This small slate fragment is incomplete, and we may never know what its original use was, but the rayed lines etched on its surface appear similar to the lines found on a sundial.
While sundials have been in use from ancient times, Europe in the late 16th and early 17th centuries experienced an explosion of interest and study in astronomy and tracking and keeping time. Timekeeping devices for use while traveling aboard ships were invented and perfected, and handheld, custom designed items made to be used at specific locales throughout the world, like diptych dials became relatively common. In England, King Charles II supported these endeavors through the creation of the Royal Observatory in 1675, which later became the location for the prime meridian.
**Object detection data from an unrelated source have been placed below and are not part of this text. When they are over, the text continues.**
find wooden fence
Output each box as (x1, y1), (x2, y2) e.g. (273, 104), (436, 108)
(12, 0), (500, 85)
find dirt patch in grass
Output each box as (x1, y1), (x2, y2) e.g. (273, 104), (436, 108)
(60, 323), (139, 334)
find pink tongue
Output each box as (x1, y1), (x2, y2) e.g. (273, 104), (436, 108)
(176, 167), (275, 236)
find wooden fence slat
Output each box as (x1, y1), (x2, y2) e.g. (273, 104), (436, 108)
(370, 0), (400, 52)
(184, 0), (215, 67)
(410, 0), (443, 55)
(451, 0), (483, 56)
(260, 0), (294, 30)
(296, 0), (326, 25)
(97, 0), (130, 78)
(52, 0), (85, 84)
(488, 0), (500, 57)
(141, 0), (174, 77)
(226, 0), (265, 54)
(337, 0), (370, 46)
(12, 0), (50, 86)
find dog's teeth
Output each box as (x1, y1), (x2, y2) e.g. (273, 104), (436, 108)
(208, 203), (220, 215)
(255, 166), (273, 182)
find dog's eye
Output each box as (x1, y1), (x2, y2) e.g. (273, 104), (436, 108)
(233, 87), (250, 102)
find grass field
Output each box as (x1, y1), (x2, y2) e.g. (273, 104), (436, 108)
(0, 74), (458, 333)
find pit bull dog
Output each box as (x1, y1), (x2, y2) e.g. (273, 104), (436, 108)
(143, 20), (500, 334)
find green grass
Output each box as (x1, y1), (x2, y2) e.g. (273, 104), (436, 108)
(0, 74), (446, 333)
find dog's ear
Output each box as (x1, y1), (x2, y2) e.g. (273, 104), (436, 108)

Although timekeeping remained imperfect, a number of books, papers, and treatises were published beginning in the late 16th and throughout the 17th century describing various types of sundials and the calculations involved in their creation. The plethora of published work indicates just how popular the sundial was at the time. Sundials are still used today as decorative and functional elements in town centers and gardens, including one which was installed in 1907 in the front garden of the historic Yeardley House, which now serves as the research center for the Jamestown Rediscovery Foundation.
Slate was not an uncommon resource in England, and was most commonly used in writing tablets, like the one found in James Fort’s second well. But because slate is relatively easy to incise, it makes an ideal material to manufacture a sundial.